Como é que o Ondansetrom difere dos antieméticos mais antigos?

O ondansetrom é único porque atua através do bloqueio da ação da serotonina — um mensageiro químico fundamental — em recetores precisos no intestino e no cérebro, interrompendo eficazmente os principais sinais de mal-estar do corpo. Este mecanismo, especificamente o antagonismo altamente seletivo do recetor 5-HT3, difere significativamente dos medicamentos anti-náusea mais antigos, que frequentemente funcionavam através da sedação generalizada do paciente ou visando múltiplas vias neurológicas menos específicas. Esta ação altamente seletiva e focada permite-lhe inibir diretamente os sinais que ativam o sensor de mal-estar do cérebro, conhecido como Zona Gatilho Quimiorecetora (ZGQ), tornando-o uma entidade distinta e amplamente valorizada na terapia antiemética moderna.

Quais efeitos secundários são possíveis com Onfran?

Efeitos Adversos e Perfil de Segurança

Reações Adversas Reportadas Frequentemente:

Os efeitos secundários comunicados com maior frequência associados ao Onfran são geralmente de intensidade ligeira a moderada e envolvem o sistema nervoso central e o sistema gastrointestinal. Estes incluem cefaleias, obstipação e uma sensação de rubor facial ou calor. Outros relatos comuns incluem fadiga e aumentos transitórios e assintomáticos nos testes de função hepática, especialmente em doentes a receber quimioterapia.

Riscos Graves e Clinicamente Significativos:

A utilização de Onfran acarreta o risco de várias reações adversas graves, incluindo o prolongamento do intervalo QT, uma condição que pode conduzir a um ritmo cardíaco irregular potencialmente fatal conhecido como Torsades de Pointes. A dose única intravenosa máxima está restrita a 16 mg para mitigar este risco cardíaco. Outras reações graves, embora raras, incluem a Síndrome Serotoninérgica, particularmente quando coadministrado com outros medicamentos serotoninérgicos (por exemplo, certos antidepressivos); reações de hipersensibilidade (incluindo anafilaxia); e distúrbios do movimento (reações extrapiramidais), tais como crises oculógiras ou distonia. Foram também relatados casos raros de cegueira transitória, predominantemente associados à administração intravenosa rápida.

Restrições de Segurança e Populações em Risco:

  • Contraindicações: O Onfran é contraindicado em doentes com diagnóstico de síndrome do QT longo congénito e em doentes a tomar apomorfina.
  • Precauções Especiais: Deve ser utilizado com cautela em doentes com desequilíbrios eletrolíticos não corrigidos (hipocaliemia ou hipomagnesiemia), insuficiência cardíaca congestiva ou bradiarritmias.

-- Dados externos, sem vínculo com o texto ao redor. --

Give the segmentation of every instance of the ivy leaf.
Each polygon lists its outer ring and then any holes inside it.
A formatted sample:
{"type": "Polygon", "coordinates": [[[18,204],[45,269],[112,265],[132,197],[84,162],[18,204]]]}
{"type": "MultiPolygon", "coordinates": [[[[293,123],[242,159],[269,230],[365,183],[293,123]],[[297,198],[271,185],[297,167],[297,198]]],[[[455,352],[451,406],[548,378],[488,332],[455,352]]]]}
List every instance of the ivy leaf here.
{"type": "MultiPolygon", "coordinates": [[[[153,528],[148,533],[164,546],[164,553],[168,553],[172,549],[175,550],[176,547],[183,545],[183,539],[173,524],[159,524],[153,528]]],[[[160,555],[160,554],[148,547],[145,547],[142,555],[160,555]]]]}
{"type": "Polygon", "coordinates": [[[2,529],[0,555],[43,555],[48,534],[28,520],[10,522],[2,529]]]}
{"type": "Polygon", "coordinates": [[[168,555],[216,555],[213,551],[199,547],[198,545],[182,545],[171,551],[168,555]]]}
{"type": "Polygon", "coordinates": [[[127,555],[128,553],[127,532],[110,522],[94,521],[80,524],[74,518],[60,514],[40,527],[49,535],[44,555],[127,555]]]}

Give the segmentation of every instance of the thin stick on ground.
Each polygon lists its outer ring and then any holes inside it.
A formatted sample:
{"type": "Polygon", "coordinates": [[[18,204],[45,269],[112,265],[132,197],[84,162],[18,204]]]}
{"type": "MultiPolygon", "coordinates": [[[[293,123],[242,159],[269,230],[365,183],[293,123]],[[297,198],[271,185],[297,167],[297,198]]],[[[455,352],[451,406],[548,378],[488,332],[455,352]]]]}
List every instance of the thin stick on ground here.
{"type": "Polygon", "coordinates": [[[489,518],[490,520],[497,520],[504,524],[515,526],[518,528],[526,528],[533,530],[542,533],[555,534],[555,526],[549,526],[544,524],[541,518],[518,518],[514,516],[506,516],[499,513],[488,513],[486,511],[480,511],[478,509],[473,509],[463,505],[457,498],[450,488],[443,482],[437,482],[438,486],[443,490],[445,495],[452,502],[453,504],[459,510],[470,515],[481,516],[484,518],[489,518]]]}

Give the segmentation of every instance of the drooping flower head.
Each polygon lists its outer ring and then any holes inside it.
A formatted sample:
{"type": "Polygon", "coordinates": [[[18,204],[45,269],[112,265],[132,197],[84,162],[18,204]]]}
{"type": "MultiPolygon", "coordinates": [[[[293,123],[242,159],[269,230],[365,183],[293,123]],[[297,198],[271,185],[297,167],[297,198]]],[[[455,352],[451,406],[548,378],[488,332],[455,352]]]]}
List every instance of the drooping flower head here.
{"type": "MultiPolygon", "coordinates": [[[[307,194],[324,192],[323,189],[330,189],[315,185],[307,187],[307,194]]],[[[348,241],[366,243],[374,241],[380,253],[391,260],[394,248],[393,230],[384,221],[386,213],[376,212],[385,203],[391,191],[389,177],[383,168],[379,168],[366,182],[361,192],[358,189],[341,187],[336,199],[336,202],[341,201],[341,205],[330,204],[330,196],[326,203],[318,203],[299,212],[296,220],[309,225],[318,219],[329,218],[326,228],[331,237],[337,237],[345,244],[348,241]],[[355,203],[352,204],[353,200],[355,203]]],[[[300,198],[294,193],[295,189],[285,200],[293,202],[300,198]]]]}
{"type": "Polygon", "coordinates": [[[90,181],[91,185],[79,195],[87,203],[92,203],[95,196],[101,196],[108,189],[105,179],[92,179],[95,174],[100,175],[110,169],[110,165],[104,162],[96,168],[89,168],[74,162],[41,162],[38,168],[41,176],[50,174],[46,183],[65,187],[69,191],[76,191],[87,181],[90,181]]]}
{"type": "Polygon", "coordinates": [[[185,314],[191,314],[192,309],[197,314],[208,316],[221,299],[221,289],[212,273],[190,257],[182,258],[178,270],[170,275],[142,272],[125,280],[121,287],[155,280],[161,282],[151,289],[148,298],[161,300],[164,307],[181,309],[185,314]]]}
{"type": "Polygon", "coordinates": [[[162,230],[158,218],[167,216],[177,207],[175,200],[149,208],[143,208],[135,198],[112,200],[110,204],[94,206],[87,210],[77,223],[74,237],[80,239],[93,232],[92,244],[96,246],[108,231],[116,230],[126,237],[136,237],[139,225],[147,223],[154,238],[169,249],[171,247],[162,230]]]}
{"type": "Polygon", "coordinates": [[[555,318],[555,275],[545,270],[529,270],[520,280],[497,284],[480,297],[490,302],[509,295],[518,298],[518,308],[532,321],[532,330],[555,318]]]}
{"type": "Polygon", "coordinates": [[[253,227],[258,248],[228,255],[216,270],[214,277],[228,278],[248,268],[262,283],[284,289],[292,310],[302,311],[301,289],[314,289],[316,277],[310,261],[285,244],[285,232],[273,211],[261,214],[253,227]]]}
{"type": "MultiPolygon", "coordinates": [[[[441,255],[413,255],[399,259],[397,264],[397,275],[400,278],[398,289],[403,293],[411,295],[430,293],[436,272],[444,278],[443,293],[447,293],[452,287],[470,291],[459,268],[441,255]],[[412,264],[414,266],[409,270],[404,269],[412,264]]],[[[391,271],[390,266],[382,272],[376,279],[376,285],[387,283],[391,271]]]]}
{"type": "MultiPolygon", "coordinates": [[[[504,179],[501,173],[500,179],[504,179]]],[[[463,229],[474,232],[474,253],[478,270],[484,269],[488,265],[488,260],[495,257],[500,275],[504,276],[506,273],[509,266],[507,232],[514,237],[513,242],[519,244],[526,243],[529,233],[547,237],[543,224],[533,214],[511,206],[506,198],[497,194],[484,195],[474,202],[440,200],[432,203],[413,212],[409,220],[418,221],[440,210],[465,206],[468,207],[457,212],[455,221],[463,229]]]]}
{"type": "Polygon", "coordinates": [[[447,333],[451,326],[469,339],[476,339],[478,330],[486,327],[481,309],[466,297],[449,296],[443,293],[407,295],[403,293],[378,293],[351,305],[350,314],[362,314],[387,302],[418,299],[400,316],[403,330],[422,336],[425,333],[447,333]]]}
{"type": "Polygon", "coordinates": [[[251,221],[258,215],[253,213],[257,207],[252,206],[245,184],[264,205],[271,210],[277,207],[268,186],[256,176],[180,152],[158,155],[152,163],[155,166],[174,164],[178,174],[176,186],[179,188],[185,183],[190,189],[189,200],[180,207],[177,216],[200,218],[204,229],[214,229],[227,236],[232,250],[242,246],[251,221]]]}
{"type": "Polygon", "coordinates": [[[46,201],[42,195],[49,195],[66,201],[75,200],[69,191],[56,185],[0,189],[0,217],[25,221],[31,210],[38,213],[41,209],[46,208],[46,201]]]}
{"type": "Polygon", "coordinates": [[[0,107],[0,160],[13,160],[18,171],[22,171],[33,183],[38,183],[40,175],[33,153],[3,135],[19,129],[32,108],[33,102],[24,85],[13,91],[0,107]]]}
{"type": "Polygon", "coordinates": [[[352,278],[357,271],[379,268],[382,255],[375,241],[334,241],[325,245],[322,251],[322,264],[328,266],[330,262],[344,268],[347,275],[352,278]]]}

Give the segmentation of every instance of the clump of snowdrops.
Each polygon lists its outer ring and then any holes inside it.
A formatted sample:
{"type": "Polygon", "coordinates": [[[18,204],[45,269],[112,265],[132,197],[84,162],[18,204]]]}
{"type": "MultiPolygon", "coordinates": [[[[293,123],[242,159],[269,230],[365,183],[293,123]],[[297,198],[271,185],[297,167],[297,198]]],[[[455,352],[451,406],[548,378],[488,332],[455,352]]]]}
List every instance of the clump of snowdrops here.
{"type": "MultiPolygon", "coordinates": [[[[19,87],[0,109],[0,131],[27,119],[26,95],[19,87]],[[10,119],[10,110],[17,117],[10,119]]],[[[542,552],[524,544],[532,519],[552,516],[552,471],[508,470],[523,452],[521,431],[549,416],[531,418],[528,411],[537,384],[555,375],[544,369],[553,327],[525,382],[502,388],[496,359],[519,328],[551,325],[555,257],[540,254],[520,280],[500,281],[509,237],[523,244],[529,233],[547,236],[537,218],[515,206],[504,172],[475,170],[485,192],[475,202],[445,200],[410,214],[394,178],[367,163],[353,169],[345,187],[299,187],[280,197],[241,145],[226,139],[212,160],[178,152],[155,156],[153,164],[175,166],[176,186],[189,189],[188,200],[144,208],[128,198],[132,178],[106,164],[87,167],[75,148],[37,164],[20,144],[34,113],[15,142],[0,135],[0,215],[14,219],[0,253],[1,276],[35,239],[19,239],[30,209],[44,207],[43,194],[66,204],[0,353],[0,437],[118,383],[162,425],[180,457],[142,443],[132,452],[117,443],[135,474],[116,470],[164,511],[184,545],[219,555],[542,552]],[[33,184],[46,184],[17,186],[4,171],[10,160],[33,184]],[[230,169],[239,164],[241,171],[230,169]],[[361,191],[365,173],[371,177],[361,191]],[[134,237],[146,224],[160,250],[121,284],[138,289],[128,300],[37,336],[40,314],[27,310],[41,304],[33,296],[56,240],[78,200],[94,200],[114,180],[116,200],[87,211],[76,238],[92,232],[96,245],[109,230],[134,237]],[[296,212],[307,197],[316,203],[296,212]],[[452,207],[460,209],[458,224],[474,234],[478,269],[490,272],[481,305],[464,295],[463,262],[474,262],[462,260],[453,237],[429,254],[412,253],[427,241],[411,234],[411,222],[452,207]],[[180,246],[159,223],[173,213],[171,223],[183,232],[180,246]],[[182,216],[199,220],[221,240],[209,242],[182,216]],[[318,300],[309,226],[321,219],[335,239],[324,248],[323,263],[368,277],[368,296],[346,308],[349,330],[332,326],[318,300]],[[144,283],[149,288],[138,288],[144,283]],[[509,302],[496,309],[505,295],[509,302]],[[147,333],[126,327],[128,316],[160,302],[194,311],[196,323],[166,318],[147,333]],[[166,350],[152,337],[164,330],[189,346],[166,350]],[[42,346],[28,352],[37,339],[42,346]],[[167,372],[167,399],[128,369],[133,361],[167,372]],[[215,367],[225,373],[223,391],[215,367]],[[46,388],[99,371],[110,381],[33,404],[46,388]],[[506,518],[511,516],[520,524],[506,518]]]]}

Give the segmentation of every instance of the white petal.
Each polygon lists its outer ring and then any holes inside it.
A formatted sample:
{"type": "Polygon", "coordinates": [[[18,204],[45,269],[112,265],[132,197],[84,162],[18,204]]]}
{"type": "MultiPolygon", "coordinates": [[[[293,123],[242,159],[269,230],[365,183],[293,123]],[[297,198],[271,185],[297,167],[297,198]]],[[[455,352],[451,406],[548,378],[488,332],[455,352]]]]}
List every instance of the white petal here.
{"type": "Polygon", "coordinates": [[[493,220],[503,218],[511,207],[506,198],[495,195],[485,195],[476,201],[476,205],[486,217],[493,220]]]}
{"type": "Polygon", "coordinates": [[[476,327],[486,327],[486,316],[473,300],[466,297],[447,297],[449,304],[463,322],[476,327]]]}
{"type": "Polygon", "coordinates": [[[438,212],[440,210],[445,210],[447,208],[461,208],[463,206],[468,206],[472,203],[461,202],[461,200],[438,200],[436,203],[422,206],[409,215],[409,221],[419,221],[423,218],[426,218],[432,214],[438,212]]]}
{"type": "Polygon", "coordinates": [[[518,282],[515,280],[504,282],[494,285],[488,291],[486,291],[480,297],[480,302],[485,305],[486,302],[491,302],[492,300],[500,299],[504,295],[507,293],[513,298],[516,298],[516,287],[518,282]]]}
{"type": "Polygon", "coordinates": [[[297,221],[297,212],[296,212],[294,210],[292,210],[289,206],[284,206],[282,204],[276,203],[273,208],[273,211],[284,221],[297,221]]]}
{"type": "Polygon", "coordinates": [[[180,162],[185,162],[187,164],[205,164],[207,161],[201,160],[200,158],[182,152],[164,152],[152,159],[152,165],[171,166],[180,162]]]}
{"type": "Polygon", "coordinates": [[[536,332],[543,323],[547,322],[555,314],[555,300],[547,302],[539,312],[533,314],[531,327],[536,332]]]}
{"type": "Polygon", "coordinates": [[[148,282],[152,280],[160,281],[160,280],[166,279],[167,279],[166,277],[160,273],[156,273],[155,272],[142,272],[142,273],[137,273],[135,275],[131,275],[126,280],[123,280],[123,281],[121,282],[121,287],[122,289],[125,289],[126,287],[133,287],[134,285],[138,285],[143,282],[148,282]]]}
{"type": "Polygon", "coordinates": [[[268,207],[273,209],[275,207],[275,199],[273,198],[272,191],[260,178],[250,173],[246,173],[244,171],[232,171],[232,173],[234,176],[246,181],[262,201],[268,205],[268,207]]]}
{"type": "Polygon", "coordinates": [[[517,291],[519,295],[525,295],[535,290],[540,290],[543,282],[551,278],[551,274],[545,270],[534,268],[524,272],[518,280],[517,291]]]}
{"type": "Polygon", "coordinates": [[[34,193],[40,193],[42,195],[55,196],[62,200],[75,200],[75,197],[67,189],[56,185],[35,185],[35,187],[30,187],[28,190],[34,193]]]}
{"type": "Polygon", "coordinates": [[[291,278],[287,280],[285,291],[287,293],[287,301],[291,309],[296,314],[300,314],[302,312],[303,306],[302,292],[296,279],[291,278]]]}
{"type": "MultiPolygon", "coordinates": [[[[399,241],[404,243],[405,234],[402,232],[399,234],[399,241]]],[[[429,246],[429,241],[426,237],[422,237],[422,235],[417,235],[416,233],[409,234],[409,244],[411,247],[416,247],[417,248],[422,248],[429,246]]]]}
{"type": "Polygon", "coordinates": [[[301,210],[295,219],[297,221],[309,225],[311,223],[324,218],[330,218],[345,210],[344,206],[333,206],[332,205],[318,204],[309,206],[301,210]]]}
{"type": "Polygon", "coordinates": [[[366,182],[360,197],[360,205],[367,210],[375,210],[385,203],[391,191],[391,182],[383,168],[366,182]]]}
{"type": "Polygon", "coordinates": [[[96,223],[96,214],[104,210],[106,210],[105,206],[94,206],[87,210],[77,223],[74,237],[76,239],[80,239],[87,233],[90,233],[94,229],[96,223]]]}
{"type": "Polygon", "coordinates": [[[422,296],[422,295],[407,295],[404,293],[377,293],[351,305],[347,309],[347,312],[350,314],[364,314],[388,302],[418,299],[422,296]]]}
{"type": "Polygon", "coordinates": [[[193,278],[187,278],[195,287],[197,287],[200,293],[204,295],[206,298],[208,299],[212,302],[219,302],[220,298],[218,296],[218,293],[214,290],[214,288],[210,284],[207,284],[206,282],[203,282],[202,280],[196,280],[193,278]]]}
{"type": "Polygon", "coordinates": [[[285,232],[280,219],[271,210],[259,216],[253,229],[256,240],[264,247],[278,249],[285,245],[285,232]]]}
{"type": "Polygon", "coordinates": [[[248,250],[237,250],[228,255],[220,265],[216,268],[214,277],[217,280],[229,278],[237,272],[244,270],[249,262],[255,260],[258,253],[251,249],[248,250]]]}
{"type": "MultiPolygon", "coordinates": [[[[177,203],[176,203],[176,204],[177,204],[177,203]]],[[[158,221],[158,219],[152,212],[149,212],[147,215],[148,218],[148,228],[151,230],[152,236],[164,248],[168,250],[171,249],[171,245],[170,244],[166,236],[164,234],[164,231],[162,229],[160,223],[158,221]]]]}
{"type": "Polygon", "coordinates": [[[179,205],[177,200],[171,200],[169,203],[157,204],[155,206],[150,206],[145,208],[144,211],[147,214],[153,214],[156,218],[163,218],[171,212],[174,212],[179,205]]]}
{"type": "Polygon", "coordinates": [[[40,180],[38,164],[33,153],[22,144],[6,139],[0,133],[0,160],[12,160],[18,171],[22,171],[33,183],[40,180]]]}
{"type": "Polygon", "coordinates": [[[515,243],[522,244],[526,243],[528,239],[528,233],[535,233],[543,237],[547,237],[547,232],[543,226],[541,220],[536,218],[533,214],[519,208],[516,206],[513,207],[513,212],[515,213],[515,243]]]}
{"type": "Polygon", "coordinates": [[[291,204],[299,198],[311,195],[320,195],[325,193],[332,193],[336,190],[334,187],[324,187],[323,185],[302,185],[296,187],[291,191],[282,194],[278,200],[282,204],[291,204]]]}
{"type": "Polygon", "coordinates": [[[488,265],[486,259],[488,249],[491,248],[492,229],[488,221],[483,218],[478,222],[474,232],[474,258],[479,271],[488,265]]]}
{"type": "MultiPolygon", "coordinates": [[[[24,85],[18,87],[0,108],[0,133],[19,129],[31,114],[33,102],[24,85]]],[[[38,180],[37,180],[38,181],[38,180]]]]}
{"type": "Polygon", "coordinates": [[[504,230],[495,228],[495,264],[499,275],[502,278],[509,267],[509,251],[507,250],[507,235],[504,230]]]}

Além disso, a utilização em doentes com insuficiência hepática grave requer uma redução da dose diária máxima recomendada.
  • Gravidez: Estudos sugeriram um possível pequeno aumento do risco de malformações de fendas orofaciais em lactentes após a exposição no primeiro trimestre; deve ser considerada a utilização de métodos contracetivos eficazes por mulheres em idade fértil.

Sobredosagem e resposta em caso de emergência

Sobredosagem e quando procurar ajuda

A sobredosagem com ondansetrom caracteriza-se por manifestações fisiológicas documentadas que requerem atenção urgente. As apresentações de sobredosagem comunicadas oficialmente incluem obstipação grave, hipotensão e distúrbios visuais transitórios, tais como a amaurose (cegueira transitória). Os resultados mais graves são de natureza cardiovascular. A sobre-exposição acarreta o risco de prolongamento do intervalo QT dependente da dose, o que pode conduzir a Torsade de Pointes, um ritmo cardíaco irregular potencialmente fatal. Devido ao potencial para esta arritmia com risco de vida, a monitorização por ECG é recomendada em todas as situações de suspeita de sobredosagem.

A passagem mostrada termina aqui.